Lafora disease (LD) is a fatal teenage-onset neurodegenerative epilepsy caused by loss-of-function mutations of the genes encoding the laforin phosphatase-malin E3 ubiquitin ligase complex. This complex regulates glycogen structural integrity, through yet unclear mechanisms. Deficiencies of the complex lead few glycogen molecules at a time to misshape, precipitate and cumulate into toxic Lafora bodies (LBs) that drive LD. We developed an intrathecal AAV9-based gene therapy for malin-deficient LD and obtained preclinical efficacy without toxicity. A similar gene therapy for laforin-deficient LD also afforded efficacy, but with a relatively narrow therapeutic window. When overexpressed, laforin paradoxically led to LB generation and did so at a rate higher than in LD. The phenomenon was invariably observed first and dominantly in dorsal root ganglia (DRG) and occurred irrespective of where in the CSF axis the viral vector was delivered.
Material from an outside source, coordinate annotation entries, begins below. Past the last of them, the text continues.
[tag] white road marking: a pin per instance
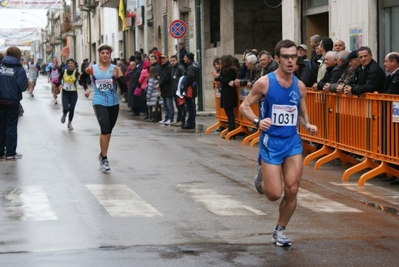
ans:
(30, 203)
(216, 202)
(317, 203)
(120, 201)
(370, 190)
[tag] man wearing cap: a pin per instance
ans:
(339, 45)
(182, 53)
(348, 63)
(165, 86)
(369, 77)
(302, 51)
(192, 73)
(157, 54)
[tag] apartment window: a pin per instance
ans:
(316, 3)
(215, 22)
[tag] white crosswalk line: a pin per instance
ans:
(216, 202)
(120, 201)
(317, 203)
(29, 203)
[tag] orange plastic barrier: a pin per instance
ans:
(354, 125)
(347, 126)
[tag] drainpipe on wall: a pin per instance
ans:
(199, 52)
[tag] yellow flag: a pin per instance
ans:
(122, 14)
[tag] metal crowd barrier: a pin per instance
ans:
(348, 126)
(366, 126)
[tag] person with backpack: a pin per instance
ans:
(33, 73)
(177, 72)
(192, 73)
(67, 81)
(53, 78)
(13, 82)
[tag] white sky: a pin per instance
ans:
(11, 18)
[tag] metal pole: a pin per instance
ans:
(124, 43)
(88, 13)
(199, 52)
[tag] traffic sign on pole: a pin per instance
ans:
(177, 29)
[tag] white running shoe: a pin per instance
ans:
(279, 238)
(16, 156)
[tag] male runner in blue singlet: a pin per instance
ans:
(282, 105)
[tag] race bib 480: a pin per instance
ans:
(104, 84)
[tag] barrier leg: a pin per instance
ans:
(346, 158)
(307, 147)
(250, 137)
(382, 168)
(328, 158)
(214, 126)
(367, 163)
(240, 129)
(223, 133)
(323, 151)
(254, 142)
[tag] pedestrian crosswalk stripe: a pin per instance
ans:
(317, 203)
(29, 203)
(216, 202)
(120, 201)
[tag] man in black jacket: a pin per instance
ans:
(369, 77)
(192, 73)
(391, 64)
(333, 72)
(165, 86)
(177, 72)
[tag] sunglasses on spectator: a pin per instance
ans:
(288, 56)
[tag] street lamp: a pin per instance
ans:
(89, 6)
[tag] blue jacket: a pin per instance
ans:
(13, 80)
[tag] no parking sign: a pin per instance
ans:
(177, 29)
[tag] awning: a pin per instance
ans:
(65, 51)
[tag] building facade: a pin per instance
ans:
(217, 27)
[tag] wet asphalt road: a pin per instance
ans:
(173, 198)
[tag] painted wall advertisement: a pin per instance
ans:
(55, 4)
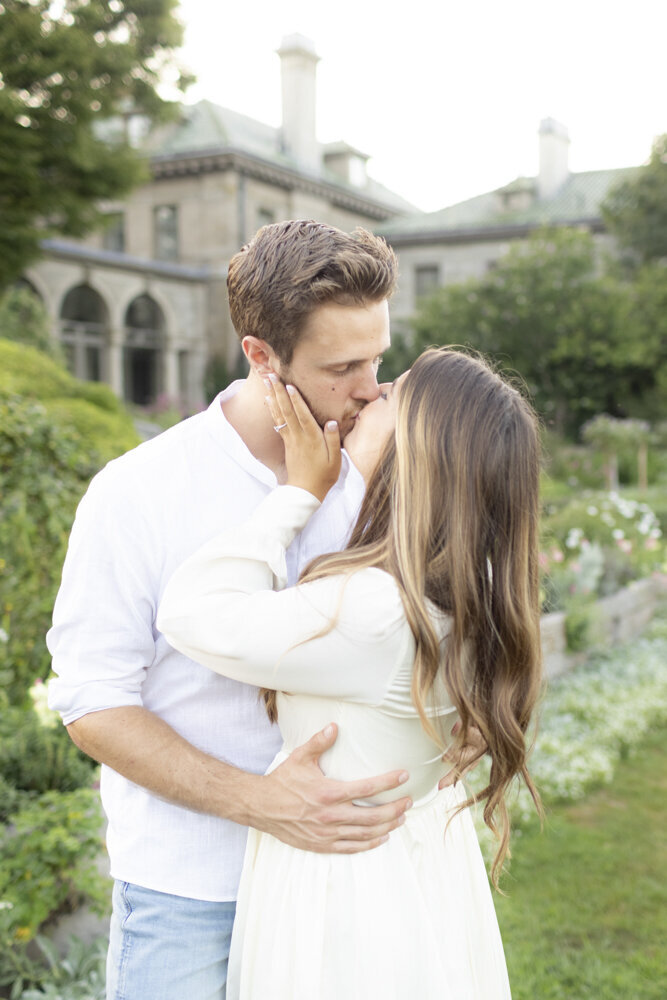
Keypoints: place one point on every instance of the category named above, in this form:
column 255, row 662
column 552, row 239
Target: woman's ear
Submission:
column 261, row 357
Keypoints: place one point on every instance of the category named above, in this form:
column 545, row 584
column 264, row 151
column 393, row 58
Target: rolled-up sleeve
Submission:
column 340, row 636
column 102, row 640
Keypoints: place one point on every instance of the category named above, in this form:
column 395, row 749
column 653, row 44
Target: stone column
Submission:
column 171, row 386
column 116, row 375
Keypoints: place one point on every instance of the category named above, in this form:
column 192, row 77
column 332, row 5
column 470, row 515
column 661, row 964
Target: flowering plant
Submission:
column 591, row 718
column 596, row 545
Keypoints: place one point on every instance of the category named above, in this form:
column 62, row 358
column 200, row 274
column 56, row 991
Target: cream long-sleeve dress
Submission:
column 410, row 920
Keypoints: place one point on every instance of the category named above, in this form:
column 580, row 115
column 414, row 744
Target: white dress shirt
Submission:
column 142, row 516
column 331, row 647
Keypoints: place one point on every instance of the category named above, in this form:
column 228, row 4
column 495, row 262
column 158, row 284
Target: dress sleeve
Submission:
column 341, row 636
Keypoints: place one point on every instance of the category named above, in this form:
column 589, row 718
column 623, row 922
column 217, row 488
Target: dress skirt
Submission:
column 411, row 920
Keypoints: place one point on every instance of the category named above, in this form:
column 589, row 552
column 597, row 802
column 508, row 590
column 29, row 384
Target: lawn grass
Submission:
column 585, row 916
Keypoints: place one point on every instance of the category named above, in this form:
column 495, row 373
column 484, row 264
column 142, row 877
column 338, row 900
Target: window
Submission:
column 113, row 236
column 427, row 279
column 165, row 229
column 84, row 333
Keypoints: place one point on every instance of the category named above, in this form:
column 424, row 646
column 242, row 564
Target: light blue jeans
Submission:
column 164, row 947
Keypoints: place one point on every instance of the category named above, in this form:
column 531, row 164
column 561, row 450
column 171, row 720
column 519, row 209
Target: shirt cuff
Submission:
column 284, row 513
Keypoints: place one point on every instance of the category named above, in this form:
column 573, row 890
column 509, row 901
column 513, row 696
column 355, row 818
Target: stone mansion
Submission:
column 142, row 305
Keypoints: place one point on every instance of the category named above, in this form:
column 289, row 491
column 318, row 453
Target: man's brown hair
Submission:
column 289, row 268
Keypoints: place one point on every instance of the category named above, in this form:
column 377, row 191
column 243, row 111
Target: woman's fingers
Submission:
column 332, row 440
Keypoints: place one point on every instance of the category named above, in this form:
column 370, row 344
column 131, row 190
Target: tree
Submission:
column 635, row 212
column 546, row 312
column 71, row 74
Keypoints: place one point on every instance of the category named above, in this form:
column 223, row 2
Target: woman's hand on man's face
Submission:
column 312, row 454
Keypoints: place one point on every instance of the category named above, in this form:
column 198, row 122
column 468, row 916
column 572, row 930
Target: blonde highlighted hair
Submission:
column 451, row 512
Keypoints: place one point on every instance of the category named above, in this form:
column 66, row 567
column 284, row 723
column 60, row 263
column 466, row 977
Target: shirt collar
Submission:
column 236, row 448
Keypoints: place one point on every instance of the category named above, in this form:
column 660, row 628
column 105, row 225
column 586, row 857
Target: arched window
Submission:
column 84, row 332
column 143, row 355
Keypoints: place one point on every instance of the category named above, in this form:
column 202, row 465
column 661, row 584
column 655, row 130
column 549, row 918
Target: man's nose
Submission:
column 367, row 387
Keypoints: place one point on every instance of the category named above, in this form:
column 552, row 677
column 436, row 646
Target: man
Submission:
column 184, row 750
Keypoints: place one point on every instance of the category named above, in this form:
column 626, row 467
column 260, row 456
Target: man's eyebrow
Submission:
column 353, row 361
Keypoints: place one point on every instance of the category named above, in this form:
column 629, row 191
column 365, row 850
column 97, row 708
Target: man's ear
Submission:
column 261, row 357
Laforin overexpression-mediated LB formation represents novel biology, which we characterize and show that it occurs independently of laforin and malin's enzymatic activities. The accumulations are time-dependent, which toward clinical development will necessitate longer preclinical and clinical safety monitoring. The effect is strongest with species mismatch (i.e., expression of human laforin in mice), which may require matched-species preclinical development. Finally, the DRG are sentinel, and their pathology and neurophysiology can serve to monitor the iatrogenic toxicity. Our work suggests a clear gene therapy development path for malin-deficient LD, and sets important guardrails for gene therapy for laforin-dependent LD. It also opens a new avenue to understanding the basic biologies of glycogen quality control and LD.